Indeed, everything is pretty much automatic. If you do run into problems, your chip may be overheating. This is increasingly likely if you're re-using your existing cooler. Read on as we detail the correct procedure for keeping new and existing chips cool.
Optimise your cooling
1. Check current temperatures
Before you start taking anything out of your machine, you need to check how hot your processor is running. CPU Hardware Monitor provides detailed temperature information for your CPU cores and motherboard, and is free.
Take a reading with nothing else running (idle) and then when another running Super Pi (under load). Then check these figures against your CPU's datasheet.
2. Remove your existing fan
Removing processor fans is easy. For Intel components, unlock the four holding pins by turning them clockwise; you should then able to pull the whole thing out.
The fans that ship with standard AMD processors are also simple to remove - just lift and release the holding arm and then gently ease the cooler out. Don't forget to unplug the fan power cable before removing the cooler completely.
3. Wipe off the thermal grease
Before you put the cooler down on your workbench, clean off the existing thermal grease using a tissue and possibly a little solvent.

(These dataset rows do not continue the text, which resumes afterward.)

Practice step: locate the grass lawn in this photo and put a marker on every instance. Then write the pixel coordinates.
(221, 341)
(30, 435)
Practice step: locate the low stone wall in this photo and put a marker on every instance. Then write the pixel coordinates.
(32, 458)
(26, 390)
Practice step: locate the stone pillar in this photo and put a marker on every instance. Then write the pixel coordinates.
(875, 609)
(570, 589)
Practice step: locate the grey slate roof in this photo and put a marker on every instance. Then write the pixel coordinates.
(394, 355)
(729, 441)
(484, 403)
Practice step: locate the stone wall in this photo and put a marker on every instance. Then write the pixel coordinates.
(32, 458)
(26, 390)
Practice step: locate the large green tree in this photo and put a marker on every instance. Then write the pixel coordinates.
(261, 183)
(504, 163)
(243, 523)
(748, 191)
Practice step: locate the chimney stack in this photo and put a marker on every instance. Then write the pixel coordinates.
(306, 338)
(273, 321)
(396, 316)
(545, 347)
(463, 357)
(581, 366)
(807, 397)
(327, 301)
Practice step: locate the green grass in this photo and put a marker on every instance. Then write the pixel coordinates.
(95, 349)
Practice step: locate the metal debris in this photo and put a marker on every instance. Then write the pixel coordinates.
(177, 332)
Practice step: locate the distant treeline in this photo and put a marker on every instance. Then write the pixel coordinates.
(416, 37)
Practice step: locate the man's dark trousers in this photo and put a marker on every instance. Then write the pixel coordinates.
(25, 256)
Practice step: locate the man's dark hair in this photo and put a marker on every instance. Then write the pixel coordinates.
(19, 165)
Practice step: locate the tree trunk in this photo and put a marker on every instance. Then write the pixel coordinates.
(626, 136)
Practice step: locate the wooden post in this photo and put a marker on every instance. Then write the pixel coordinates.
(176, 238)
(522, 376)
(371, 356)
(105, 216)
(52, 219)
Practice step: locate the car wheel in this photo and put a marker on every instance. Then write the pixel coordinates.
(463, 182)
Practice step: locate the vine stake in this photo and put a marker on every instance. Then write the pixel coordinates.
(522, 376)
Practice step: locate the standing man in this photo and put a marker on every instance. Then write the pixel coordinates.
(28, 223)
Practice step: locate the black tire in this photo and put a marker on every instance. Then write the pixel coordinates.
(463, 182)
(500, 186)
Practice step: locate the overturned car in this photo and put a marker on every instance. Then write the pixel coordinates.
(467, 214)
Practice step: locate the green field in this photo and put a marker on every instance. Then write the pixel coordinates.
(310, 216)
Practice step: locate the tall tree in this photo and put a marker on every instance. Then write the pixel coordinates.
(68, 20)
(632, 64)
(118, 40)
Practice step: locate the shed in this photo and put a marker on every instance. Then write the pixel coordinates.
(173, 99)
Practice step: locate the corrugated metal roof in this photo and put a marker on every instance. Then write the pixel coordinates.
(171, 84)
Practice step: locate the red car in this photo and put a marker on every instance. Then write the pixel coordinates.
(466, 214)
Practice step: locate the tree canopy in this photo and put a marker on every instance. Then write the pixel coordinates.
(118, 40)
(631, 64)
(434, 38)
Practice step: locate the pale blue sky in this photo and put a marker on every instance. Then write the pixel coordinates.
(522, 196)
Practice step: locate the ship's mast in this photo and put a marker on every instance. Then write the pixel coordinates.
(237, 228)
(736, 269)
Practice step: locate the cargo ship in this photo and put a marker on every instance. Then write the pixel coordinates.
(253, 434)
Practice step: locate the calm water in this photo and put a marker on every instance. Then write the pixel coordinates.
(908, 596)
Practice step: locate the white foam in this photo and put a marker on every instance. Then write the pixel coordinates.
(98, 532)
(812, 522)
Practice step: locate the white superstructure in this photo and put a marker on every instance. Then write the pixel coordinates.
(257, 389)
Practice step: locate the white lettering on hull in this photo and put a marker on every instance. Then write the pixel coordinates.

You will need some to add more thermal grease later though, so if you don't have any new stuff to hand, it's best to place the cooler on a piece of paper without cleaning it so that no impurities are mixed into the existing grease. Remove the CPU and clean the grease off that too.
4. Clean the blades
Use a piece of folded tissue or a soft brush to clean along the line of the fan blade. Don't push too hard, though, as these can break off under pressure. Dust tends to accumulate on the top of the fan blades, so it shouldn't be too hard to clean away.
If your fan is in a housing, take it apart if needed so that you can get better access to the heatsink and the fan.
5. Add new thermal grease
Put the CPU back into its socket and apply a new layer of thermal grease to the top of the processor. Remember, your aim is to have a very fine layer to fill in any gaps between the CPU and heatsink, not to make a grease sandwich. A small blob should be sufficient.
If you didn't remove the old thermal grease, check how much is on the processor and remove any if possible.
6. Reseat and retest
Put the cooler back in its home and wiggle it in place a little to make sure that the thermal grease is spread evenly between the cooler and CPU.
Next, clip the retaining arms or pins back into place and reconnect the fan to your system. Boot your machine and run the same tests that you did originally. If your CPU is still running too hot then a new cooler is needed.